Finding the Amount of Ask Posts and Comments by Hour Created¶

In [5]:

import datetime as dt

result_list = []

for i in ask_posts:
    created_at = i[6]
    comment_count = int(i[4])
    element = [created_at, comment_count]
    
    result_list.append(element)

In [6]:

len(result_list)

Out[6]:

In [7]:

counts_by_hour = {}
comments_by_hour = {}

for i in result_list:
    dt_string = i[0]
    datetime = dt.datetime.strptime(dt_string, "%m/%d/%Y %H:%M")
    hour = datetime.strftime("%H")
    
    comments_amount = i[1]
    
    if hour not in counts_by_hour:
        counts_by_hour[hour] = 1
        comments_by_hour[hour] = comments_amount
    else:
        counts_by_hour[hour] += 1
        comments_by_hour[hour] += comments_amount  
        
print(counts_by_hour)
print(f"length: {len(counts_by_hour)}")
print("")
print(comments_by_hour)
print(f"length: {len(comments_by_hour)}")

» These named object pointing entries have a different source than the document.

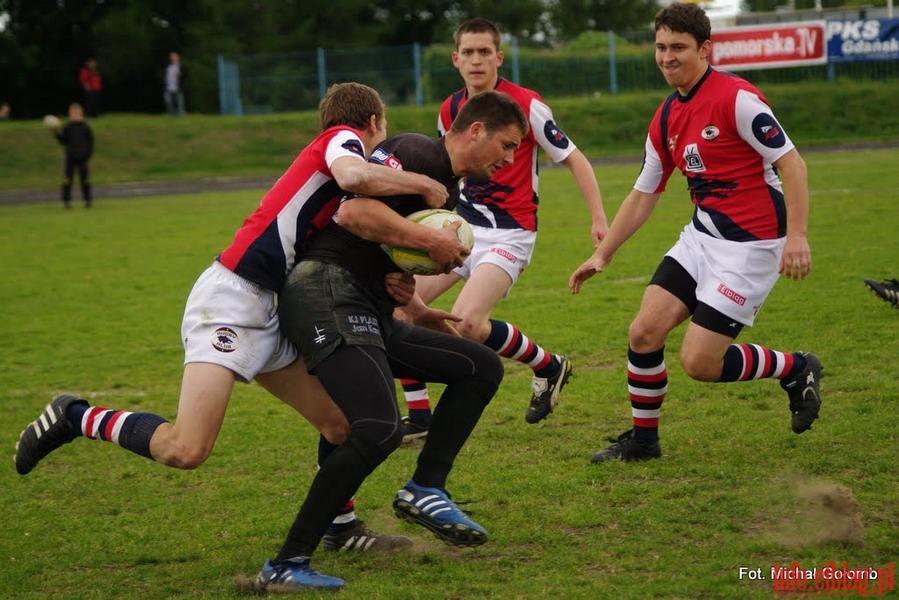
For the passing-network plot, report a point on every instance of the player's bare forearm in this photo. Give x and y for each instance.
(374, 221)
(360, 177)
(796, 262)
(585, 178)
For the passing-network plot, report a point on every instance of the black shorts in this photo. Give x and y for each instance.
(322, 306)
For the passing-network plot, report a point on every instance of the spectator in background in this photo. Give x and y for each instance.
(78, 139)
(91, 83)
(174, 94)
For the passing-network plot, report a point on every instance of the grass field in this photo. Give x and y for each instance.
(92, 304)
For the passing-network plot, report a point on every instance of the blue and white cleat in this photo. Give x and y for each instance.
(293, 575)
(433, 509)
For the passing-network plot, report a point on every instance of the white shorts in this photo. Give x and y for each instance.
(734, 278)
(232, 322)
(509, 249)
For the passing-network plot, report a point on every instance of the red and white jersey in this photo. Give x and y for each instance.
(300, 204)
(724, 138)
(510, 199)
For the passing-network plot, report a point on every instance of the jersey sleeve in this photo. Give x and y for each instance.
(758, 127)
(344, 143)
(547, 134)
(657, 164)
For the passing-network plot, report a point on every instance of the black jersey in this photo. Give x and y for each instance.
(412, 152)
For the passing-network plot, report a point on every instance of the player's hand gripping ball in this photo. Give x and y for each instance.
(417, 262)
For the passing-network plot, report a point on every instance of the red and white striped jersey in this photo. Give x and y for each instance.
(724, 138)
(510, 199)
(301, 203)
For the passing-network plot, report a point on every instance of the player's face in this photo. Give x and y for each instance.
(478, 61)
(492, 151)
(681, 60)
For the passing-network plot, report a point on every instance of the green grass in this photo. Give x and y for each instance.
(92, 304)
(158, 148)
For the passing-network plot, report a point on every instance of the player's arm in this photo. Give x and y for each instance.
(796, 261)
(634, 211)
(585, 177)
(374, 221)
(370, 179)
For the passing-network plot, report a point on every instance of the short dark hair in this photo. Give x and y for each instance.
(685, 17)
(351, 104)
(478, 25)
(496, 110)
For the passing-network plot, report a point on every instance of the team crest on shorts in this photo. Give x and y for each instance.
(224, 340)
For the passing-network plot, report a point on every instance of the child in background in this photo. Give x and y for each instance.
(78, 139)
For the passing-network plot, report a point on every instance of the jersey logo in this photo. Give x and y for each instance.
(768, 131)
(555, 135)
(672, 144)
(354, 146)
(692, 159)
(224, 340)
(385, 158)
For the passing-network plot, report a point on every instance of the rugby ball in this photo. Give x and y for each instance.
(417, 262)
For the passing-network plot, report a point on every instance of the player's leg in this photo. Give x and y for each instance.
(710, 354)
(418, 400)
(660, 312)
(66, 188)
(185, 444)
(488, 284)
(84, 177)
(472, 374)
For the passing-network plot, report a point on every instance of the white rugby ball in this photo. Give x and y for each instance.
(417, 262)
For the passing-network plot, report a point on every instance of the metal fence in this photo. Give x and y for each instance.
(413, 74)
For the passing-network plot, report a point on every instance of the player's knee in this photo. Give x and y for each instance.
(179, 454)
(337, 432)
(699, 367)
(645, 335)
(473, 329)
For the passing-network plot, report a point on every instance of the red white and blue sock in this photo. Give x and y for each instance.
(417, 401)
(744, 362)
(132, 431)
(647, 385)
(507, 340)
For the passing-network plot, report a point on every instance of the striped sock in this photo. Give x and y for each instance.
(507, 340)
(131, 431)
(743, 362)
(417, 401)
(647, 384)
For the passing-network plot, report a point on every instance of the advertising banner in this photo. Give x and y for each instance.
(769, 46)
(862, 39)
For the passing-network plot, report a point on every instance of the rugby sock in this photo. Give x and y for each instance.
(347, 514)
(647, 384)
(743, 362)
(417, 401)
(507, 340)
(131, 431)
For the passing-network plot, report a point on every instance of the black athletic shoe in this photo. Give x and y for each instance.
(359, 538)
(546, 392)
(888, 290)
(628, 448)
(47, 433)
(413, 431)
(803, 390)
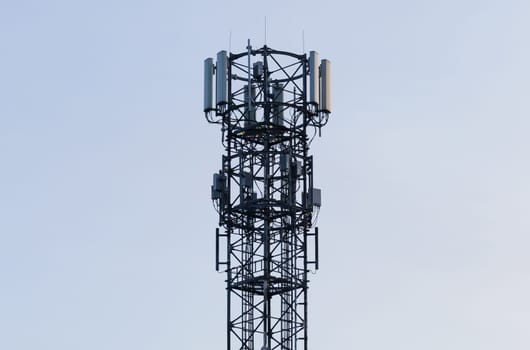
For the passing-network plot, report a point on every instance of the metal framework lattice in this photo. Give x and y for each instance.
(270, 105)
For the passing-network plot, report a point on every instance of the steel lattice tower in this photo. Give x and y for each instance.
(270, 105)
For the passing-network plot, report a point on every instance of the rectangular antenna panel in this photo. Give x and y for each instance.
(325, 97)
(208, 84)
(313, 78)
(221, 78)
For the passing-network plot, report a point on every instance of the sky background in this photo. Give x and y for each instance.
(106, 226)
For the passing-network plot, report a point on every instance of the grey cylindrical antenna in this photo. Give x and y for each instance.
(221, 91)
(277, 93)
(325, 89)
(313, 78)
(250, 111)
(208, 85)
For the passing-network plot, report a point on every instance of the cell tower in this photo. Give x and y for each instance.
(270, 105)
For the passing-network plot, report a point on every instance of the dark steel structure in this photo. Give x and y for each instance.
(270, 104)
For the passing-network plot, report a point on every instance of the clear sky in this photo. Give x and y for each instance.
(106, 227)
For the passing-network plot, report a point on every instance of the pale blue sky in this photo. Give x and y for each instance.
(106, 228)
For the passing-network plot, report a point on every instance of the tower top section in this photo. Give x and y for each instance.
(256, 88)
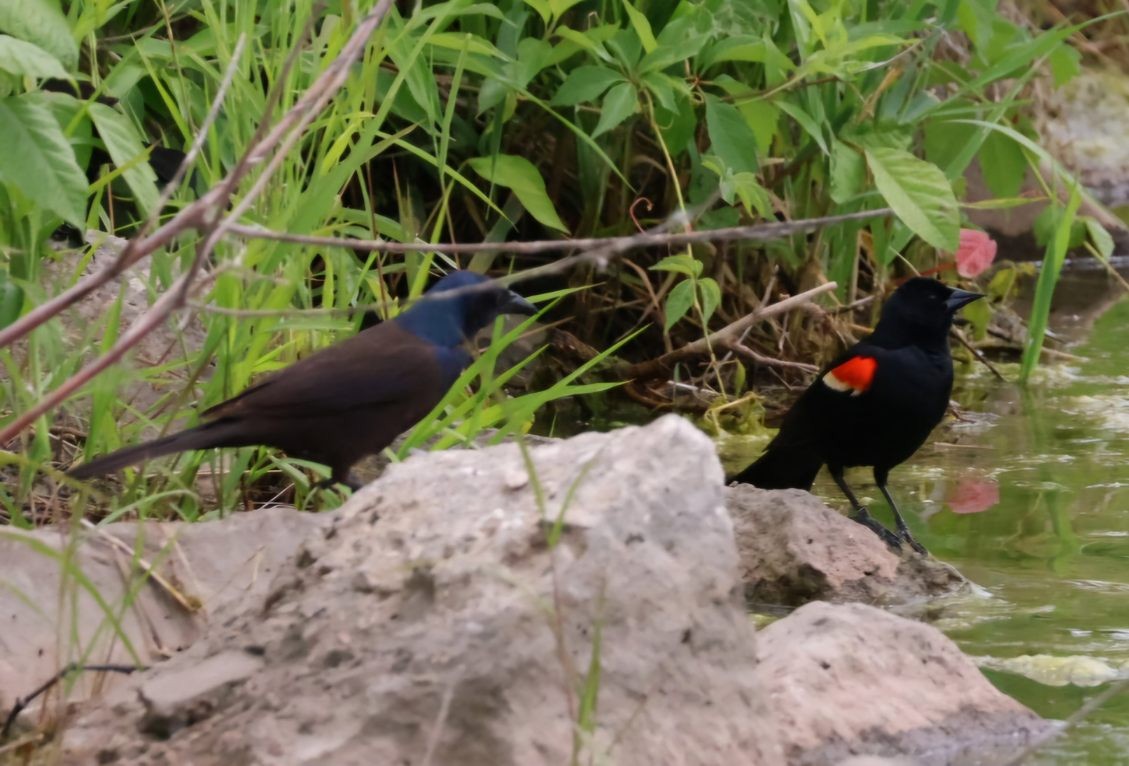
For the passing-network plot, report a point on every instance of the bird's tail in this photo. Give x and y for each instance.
(201, 437)
(782, 468)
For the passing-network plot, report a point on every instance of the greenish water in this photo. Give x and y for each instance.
(1030, 501)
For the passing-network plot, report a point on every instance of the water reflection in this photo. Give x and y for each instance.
(1033, 505)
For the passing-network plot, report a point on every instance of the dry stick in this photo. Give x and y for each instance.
(140, 245)
(615, 245)
(724, 337)
(24, 702)
(977, 353)
(204, 217)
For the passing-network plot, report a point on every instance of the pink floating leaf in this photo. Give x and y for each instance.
(976, 253)
(973, 495)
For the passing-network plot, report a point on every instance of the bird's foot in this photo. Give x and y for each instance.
(864, 518)
(906, 537)
(332, 482)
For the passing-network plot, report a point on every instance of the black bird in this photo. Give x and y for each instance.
(352, 399)
(873, 406)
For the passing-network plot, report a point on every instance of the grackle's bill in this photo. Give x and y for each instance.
(873, 406)
(352, 399)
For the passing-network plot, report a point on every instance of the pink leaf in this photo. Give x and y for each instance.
(976, 253)
(973, 495)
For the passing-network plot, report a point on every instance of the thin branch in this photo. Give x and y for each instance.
(615, 245)
(202, 215)
(140, 245)
(741, 349)
(727, 337)
(73, 667)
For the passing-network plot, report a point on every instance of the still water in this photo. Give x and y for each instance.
(1030, 499)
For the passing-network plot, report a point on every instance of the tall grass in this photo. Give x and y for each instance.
(482, 122)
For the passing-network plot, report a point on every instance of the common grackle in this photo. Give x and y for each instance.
(873, 406)
(352, 399)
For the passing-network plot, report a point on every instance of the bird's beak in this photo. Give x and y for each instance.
(515, 304)
(960, 298)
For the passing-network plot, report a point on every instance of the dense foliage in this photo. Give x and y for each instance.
(479, 121)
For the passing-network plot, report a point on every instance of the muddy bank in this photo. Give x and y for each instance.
(460, 611)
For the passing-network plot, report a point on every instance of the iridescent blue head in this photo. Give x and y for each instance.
(460, 305)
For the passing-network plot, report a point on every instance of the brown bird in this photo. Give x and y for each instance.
(352, 399)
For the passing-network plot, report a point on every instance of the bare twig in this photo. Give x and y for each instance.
(727, 337)
(73, 667)
(978, 354)
(141, 244)
(202, 215)
(614, 245)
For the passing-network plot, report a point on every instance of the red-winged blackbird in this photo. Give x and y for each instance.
(349, 400)
(873, 406)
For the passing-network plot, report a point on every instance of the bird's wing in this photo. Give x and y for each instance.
(384, 364)
(836, 392)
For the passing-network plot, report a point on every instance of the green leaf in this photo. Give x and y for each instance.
(848, 172)
(124, 147)
(731, 137)
(1044, 287)
(805, 121)
(681, 263)
(919, 194)
(1103, 243)
(28, 60)
(544, 10)
(521, 176)
(11, 299)
(620, 103)
(762, 118)
(676, 42)
(37, 159)
(641, 26)
(41, 23)
(585, 84)
(711, 296)
(1065, 64)
(1003, 165)
(679, 302)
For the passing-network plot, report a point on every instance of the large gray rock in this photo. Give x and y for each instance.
(159, 582)
(795, 549)
(466, 610)
(852, 680)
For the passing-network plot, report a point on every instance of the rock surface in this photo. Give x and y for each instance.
(852, 680)
(795, 549)
(435, 624)
(201, 568)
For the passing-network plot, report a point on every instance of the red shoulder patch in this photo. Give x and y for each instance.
(854, 375)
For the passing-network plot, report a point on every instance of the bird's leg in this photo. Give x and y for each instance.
(861, 515)
(903, 531)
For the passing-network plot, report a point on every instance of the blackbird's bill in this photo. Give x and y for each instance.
(352, 399)
(873, 406)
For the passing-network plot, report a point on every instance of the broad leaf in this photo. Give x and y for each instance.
(680, 263)
(620, 103)
(37, 159)
(848, 172)
(641, 26)
(585, 84)
(919, 194)
(521, 176)
(711, 296)
(124, 147)
(40, 22)
(679, 302)
(731, 137)
(28, 60)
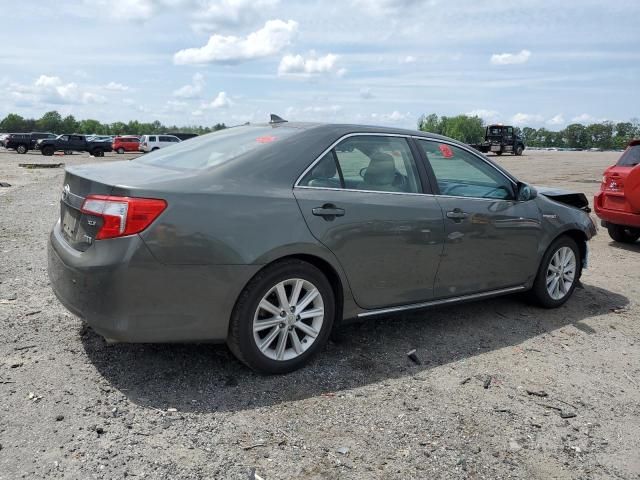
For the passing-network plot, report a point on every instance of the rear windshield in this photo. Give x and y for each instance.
(630, 157)
(216, 148)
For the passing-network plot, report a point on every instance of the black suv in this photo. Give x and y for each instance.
(23, 142)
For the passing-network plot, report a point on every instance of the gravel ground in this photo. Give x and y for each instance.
(505, 390)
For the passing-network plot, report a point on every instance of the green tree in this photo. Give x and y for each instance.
(13, 123)
(50, 122)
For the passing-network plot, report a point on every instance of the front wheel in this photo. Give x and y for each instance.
(282, 317)
(558, 274)
(622, 234)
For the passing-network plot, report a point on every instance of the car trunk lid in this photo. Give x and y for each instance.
(127, 178)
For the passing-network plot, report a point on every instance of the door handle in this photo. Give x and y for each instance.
(328, 211)
(457, 215)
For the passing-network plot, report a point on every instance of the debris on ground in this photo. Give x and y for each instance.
(40, 165)
(413, 356)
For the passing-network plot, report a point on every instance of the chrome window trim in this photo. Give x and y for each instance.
(444, 301)
(333, 189)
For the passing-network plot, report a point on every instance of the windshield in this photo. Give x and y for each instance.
(630, 157)
(216, 148)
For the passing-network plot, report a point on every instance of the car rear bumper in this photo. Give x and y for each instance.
(617, 217)
(126, 295)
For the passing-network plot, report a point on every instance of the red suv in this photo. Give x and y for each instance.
(618, 201)
(126, 144)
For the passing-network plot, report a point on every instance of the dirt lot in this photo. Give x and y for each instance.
(505, 390)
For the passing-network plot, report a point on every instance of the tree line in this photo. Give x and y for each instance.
(603, 135)
(53, 122)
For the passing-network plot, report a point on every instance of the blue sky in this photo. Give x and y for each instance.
(185, 62)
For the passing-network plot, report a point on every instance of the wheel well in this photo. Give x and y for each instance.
(581, 240)
(328, 270)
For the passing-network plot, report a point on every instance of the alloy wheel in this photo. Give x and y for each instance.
(561, 273)
(288, 319)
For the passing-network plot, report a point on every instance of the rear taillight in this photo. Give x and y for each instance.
(122, 215)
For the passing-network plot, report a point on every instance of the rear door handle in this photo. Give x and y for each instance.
(457, 215)
(328, 211)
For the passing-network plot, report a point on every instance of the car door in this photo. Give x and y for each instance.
(491, 239)
(365, 200)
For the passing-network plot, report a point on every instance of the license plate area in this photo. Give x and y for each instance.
(70, 219)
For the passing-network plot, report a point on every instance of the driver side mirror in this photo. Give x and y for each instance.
(526, 192)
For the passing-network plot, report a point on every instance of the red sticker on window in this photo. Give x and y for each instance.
(446, 150)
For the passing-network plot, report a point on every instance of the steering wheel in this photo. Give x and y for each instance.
(451, 189)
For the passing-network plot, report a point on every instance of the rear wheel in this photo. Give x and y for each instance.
(282, 317)
(558, 273)
(623, 234)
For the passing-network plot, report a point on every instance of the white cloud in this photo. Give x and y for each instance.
(393, 117)
(124, 9)
(526, 119)
(192, 90)
(52, 90)
(510, 58)
(269, 40)
(556, 120)
(222, 100)
(116, 87)
(586, 118)
(366, 94)
(215, 14)
(309, 66)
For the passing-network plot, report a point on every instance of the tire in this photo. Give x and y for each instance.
(622, 234)
(243, 339)
(544, 295)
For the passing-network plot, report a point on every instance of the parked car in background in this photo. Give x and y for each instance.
(617, 203)
(126, 143)
(149, 143)
(23, 142)
(297, 227)
(73, 143)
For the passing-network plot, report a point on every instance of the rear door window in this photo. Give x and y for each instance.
(460, 173)
(367, 162)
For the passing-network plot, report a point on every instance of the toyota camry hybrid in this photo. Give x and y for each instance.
(267, 236)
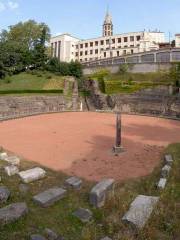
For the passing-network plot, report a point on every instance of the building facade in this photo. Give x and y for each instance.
(68, 48)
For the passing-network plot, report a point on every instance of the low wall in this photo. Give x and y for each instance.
(134, 68)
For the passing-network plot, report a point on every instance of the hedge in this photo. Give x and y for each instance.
(23, 91)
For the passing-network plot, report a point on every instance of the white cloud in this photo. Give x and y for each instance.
(2, 7)
(12, 5)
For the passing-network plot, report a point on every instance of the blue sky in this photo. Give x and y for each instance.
(84, 18)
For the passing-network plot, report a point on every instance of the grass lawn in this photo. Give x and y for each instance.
(132, 82)
(164, 223)
(37, 81)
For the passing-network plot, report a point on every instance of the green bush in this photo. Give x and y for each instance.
(4, 92)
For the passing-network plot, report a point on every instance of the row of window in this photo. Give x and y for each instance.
(105, 55)
(108, 41)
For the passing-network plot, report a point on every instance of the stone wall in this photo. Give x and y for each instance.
(13, 106)
(134, 68)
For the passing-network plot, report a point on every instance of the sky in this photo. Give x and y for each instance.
(84, 18)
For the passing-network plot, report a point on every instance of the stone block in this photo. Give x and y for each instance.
(99, 192)
(13, 160)
(162, 183)
(84, 215)
(140, 210)
(3, 156)
(12, 212)
(74, 182)
(51, 235)
(106, 238)
(165, 171)
(4, 194)
(49, 197)
(11, 170)
(32, 175)
(168, 159)
(37, 237)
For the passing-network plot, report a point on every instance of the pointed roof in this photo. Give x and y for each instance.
(108, 18)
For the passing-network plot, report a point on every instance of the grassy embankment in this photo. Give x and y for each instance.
(164, 223)
(129, 82)
(35, 81)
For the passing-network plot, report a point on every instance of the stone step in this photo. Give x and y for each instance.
(50, 196)
(140, 210)
(32, 175)
(12, 212)
(99, 192)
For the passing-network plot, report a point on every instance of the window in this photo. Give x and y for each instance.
(96, 43)
(125, 39)
(132, 38)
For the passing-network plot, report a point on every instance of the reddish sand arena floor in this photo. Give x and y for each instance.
(80, 143)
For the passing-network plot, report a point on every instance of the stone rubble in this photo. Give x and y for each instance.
(99, 192)
(165, 171)
(3, 156)
(74, 182)
(168, 159)
(140, 210)
(49, 197)
(162, 183)
(4, 194)
(84, 215)
(13, 160)
(11, 170)
(32, 175)
(12, 212)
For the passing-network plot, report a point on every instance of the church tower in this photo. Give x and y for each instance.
(108, 25)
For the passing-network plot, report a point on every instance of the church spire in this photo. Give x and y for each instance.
(107, 25)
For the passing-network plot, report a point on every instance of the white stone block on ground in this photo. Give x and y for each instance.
(12, 212)
(11, 170)
(12, 160)
(32, 174)
(162, 183)
(74, 182)
(4, 194)
(168, 159)
(140, 210)
(3, 156)
(165, 171)
(49, 197)
(99, 192)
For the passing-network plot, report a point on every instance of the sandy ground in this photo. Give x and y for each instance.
(80, 143)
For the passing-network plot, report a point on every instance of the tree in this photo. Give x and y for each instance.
(24, 46)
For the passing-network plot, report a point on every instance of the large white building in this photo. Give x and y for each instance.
(67, 48)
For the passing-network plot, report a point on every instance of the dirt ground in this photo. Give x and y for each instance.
(81, 143)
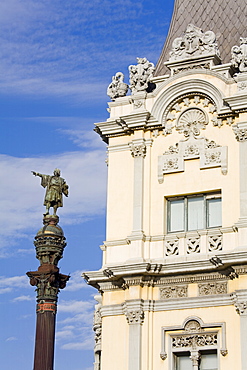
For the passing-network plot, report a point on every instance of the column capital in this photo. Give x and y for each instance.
(138, 149)
(134, 312)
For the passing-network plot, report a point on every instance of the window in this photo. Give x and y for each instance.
(194, 212)
(207, 360)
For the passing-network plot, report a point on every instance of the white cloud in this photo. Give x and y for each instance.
(21, 194)
(75, 330)
(76, 282)
(10, 339)
(23, 298)
(62, 48)
(86, 344)
(8, 284)
(74, 306)
(85, 139)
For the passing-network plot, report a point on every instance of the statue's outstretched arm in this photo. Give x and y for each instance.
(36, 174)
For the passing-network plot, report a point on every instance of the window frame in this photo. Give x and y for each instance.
(207, 196)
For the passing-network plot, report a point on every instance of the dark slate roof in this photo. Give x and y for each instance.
(226, 18)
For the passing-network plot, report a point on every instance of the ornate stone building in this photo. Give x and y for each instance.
(173, 285)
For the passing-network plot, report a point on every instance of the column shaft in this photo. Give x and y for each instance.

{'09': 45, '13': 85, '10': 59, '14': 107, '16': 108, '23': 68, '12': 73, '17': 100, '15': 116, '21': 109, '20': 80, '02': 58, '18': 109, '03': 54, '05': 46, '19': 110, '01': 60, '22': 71, '08': 48, '04': 47, '00': 55, '06': 44, '07': 34, '11': 58}
length: 24

{'09': 251, '13': 1253, '10': 793, '14': 1416, '16': 1814, '23': 543, '12': 687, '17': 1146, '15': 4477, '21': 1745, '20': 1722, '02': 1381, '18': 1439, '03': 421, '05': 464, '19': 1188, '01': 683, '22': 479, '08': 492, '04': 337, '00': 447, '06': 397, '07': 267, '11': 641}
length: 24

In [8]:

avg_by_hour = []

for i in counts_by_hour:
    avg_by_hour.append([i,comments_by_hour[i]/counts_by_hour[i]])
    
print(sorted(avg_by_hour))

[['00', 8.127272727272727], ['01', 11.383333333333333], ['02', 23.810344827586206], ['03', 7.796296296296297], ['04', 7.170212765957447], ['05', 10.08695652173913], ['06', 9.022727272727273], ['07', 7.852941176470588], ['08', 10.25], ['09', 5.5777777777777775], ['10', 13.440677966101696], ['11', 11.051724137931034], ['12', 9.41095890410959], ['13', 14.741176470588234], ['14', 13.233644859813085], ['15', 38.5948275862069], ['16', 16.796296296296298], ['17', 11.46], ['18', 13.20183486238532], ['19', 10.8], ['20', 21.525], ['21', 16.009174311926607], ['22', 6.746478873239437], ['23', 7.985294117647059]]

Sorting and Printing Values from a List of Lists¶

Lets make the result more readable and conclude our analysis.

In [9]:

swap_avg_by_hour = []

for i in avg_by_hour:
    swap_avg_by_hour.append([round(i[1],2),i[0]])
    
sorted_swap = sorted(swap_avg_by_hour, reverse=True)

In [10]:

print("Top 5 Hours for Ask Posts Comments")
for i in sorted_swap[:5]:
    
    hour = dt.datetime.strptime(i[1],"%H")
    hour = hour.strftime("%H:%M")
    comments = i[0]
    
    string = "{}: {:.2f} average comments per post".format(hour, comments)

    print(string)

Top 5 Hours for Ask Posts Comments
15:00: 38.59 average comments per post
02:00: 23.81 average comments per post
20:00: 21.52 average comments per post
16:00: 16.80 average comments per post
21:00: 16.01 average comments per post

The best times to write a Ask post is the time between 15 to 16 and 20 to 21 o clock. The outlier lies with 2 o clock in the morning.